There are two sites. Let’s name them Site-1 and Site-2. Site-1 and Site-2 are configured in Cross Site NSX, with universal switch and universal DLR configured. Site-1 has its own universal DLR-1 and Site-2 have its own universal DLR-2. Now, due to some issue, VXLAN in Site-1 stopped working. This issue is for some other day. But VXLAN was working fine in Site-2 with no issues. So, to restore connectivity we moved LIF with gateway 192.168.74.1 (virtual wire) from DLR-1 to DLR-2. And gateway starts to ping absolutely fine thanks to dynamic routing in place. But, when we moved VM (IP – 192.168.74.2) to Site-2 and attaches them to LIF, they are unreachable. So, what went wrong.
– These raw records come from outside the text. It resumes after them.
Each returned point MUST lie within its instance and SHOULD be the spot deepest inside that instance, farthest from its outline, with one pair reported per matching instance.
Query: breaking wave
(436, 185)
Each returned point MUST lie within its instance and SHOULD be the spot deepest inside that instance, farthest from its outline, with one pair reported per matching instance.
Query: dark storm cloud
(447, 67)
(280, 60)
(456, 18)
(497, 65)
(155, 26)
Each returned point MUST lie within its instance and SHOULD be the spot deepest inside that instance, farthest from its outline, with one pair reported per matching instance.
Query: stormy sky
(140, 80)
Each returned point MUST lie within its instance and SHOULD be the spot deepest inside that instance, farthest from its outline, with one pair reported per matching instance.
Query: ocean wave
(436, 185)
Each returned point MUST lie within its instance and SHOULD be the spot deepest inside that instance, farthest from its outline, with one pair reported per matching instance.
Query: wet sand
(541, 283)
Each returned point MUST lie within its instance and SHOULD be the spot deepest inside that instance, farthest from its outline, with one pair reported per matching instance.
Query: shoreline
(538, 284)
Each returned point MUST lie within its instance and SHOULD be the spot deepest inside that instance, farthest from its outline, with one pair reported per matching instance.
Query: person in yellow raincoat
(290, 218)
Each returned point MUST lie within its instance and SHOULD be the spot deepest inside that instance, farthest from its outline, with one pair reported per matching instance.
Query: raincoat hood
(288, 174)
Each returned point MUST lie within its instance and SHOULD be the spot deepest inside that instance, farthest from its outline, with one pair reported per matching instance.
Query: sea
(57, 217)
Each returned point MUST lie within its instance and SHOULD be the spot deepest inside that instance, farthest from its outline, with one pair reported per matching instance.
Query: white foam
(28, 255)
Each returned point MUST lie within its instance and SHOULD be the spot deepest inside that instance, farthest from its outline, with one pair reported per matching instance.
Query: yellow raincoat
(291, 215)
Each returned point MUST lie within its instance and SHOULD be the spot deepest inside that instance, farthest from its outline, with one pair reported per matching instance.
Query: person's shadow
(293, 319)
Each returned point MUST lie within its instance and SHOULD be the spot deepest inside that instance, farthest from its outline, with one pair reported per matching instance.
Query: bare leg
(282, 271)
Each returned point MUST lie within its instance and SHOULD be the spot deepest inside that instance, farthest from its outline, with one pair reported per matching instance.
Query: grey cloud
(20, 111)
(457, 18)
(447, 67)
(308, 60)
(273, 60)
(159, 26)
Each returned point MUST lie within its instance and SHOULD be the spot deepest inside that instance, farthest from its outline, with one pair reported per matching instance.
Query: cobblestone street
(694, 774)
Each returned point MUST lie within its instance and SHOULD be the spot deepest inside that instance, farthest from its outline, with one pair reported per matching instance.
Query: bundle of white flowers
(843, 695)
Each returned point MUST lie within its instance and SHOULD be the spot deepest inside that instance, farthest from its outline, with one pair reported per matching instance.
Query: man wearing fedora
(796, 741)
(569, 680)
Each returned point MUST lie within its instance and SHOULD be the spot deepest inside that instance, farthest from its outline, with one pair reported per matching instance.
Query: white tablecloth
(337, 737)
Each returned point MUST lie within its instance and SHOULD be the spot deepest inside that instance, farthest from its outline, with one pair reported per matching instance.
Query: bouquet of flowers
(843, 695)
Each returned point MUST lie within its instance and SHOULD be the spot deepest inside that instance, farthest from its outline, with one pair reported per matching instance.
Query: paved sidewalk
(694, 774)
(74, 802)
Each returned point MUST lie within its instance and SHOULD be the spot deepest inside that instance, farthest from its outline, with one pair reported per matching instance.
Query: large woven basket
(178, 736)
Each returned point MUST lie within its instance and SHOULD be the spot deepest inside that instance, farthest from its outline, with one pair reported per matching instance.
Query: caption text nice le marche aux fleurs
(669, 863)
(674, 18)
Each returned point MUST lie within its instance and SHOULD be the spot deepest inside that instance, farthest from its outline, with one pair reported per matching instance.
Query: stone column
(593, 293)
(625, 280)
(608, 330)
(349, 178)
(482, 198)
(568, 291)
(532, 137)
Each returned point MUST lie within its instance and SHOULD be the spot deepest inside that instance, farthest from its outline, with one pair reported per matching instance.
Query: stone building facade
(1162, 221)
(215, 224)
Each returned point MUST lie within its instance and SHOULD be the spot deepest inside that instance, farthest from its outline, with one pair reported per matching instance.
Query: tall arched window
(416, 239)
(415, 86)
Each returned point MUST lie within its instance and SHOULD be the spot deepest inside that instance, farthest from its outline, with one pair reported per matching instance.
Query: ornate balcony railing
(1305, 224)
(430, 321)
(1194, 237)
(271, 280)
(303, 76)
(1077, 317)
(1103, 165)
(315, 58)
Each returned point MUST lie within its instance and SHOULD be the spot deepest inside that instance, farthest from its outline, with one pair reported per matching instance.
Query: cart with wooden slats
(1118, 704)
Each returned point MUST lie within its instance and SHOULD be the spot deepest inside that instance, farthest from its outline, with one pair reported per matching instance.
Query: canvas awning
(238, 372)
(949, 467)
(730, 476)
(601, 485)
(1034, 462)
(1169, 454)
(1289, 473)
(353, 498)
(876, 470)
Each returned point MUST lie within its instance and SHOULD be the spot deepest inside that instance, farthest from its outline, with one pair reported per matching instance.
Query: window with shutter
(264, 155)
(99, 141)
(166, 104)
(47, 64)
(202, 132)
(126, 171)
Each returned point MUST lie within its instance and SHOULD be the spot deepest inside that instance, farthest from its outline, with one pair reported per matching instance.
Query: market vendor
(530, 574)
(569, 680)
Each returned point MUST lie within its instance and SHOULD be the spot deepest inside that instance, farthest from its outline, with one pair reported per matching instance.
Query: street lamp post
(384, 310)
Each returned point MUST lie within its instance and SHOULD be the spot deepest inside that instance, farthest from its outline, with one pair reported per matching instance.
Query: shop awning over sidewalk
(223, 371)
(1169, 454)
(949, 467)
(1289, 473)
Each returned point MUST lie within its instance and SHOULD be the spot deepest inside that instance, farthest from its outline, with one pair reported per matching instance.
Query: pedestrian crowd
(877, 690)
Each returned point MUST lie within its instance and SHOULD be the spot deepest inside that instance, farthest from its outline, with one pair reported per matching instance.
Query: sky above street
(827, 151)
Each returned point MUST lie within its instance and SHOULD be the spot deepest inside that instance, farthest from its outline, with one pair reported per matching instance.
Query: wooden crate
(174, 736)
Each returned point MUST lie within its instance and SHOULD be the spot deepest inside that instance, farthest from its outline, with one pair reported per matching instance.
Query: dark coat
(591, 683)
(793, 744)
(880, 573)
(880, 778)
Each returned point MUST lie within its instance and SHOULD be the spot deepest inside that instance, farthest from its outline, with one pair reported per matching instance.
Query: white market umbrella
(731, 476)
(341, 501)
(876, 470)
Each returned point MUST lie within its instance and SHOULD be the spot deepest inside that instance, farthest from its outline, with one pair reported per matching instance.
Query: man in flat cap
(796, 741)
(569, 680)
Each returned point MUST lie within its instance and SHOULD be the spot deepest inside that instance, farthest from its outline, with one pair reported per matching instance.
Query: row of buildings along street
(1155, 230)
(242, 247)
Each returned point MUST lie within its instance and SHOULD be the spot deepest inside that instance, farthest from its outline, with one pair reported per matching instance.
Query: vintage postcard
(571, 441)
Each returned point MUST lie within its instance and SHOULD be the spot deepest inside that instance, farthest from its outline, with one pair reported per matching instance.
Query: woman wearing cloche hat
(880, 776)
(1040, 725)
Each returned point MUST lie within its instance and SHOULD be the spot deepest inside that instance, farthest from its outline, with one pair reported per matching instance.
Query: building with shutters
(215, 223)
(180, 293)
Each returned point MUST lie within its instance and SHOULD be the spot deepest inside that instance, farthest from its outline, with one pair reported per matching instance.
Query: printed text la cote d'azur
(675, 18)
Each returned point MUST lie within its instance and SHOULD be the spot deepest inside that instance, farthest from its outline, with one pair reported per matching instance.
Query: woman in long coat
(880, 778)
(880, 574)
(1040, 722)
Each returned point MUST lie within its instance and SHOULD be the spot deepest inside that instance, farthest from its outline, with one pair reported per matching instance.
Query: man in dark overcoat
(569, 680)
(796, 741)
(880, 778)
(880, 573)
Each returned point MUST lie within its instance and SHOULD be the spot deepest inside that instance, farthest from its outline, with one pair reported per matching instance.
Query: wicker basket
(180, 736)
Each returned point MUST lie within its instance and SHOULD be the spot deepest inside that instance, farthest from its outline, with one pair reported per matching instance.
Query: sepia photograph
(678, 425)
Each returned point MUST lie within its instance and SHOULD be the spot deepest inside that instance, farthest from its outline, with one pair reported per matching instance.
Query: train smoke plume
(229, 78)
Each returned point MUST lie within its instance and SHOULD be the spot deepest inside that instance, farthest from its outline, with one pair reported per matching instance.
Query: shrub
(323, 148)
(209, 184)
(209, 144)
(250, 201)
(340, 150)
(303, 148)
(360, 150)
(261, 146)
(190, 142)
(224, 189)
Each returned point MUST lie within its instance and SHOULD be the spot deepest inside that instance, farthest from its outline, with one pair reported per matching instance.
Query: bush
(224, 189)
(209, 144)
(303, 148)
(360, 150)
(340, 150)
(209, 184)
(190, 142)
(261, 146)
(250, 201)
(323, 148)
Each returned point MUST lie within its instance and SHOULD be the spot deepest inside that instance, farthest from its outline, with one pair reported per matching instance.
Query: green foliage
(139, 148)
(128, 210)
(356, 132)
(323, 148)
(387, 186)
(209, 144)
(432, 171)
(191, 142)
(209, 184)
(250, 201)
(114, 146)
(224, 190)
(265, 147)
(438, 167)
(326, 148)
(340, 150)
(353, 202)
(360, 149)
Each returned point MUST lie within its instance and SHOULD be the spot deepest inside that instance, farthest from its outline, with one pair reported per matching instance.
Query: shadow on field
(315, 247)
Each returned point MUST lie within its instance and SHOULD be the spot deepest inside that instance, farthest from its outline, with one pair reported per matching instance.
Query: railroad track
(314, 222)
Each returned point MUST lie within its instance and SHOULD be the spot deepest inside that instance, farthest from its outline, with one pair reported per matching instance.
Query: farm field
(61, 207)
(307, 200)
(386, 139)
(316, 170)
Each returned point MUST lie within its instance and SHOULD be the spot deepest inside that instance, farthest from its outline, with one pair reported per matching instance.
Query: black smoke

- Dynamic Routing is in place, routes are getting advertised properly.
- Performed packet capture and traffic is leaving vnic from VM.
- Disable and re-enable LIF, that didn’t help but this is where things get weird.
- After disabling LIF, i was still able to reach gateway from VM. Moreover, all Gateway of Site-1 attached to DLR-1 were reachable but none of DLR-2 were reachable.
- Also, gateway of DLR-1 were reachable without any hop, where as if traffic is going from Site-2 to Site-1, it should show some hops.
- So, did a quick check of neighbors on both DLR and this is where things get interesting:
DLR-1 [root@xxxx:~] net-vdr -N -l default+edge-xxxxxxx-xxxx-xxxx-xxxx-d5b4a79101c7 | grep 192.168.74 192.168.74.1 02:50:56:56:44:52 VI permanent 0 1 4e2000000020 DLR-2 [root@xxxx:~] net-vdr -N -l default+edge-xxxxxxxx-xxxx-xxxx-xxxx-4b8b8489011b | grep 192.168.74 192.168.74.2 00:00:00:00:00:00 N 0 2 4e2100000028 192.168.74.1 02:50:56:56:44:52 VI permanent 0 1 4e2100000028
- This was pretty strange, and it could be resolved by force sync on DLR.
- Well performing Force Sync resolved the issue and incorrect gateway entry disappear from DLR-1.
DLR-1 [root@xxx:~] net-vdr -N -l default+edge-xxxxxxx-xxxx-xxxx-xxxx-d5b4a79101c7 | grep 192.168.74 DLR-2 [root@xxxx:~] net-vdr -N -l default+edge-xxxxxxxx-xxxx-xxxx-xxxx-4b8b8489011b | grep 192.168.74 192.168.74.2 00:50:56:b0:a0:74 VL 561 33554463 4 4e2100000028 192.168.74.1 02:50:56:56:44:52 VI permanent 0 1 4e2100000028
- So, VM is reachable now. Everything looks good.
So force Sync services can resolve multiple issues. If there is issue at primary site and failing over to secondary doesn’t work properly, then Force Sync can be done to make sure all changes all replicated successfully to secondary site as well.
Solution was relatively easy, but this took my whole night to resolve it. Well, troubleshooting is best learning. So, happy learning.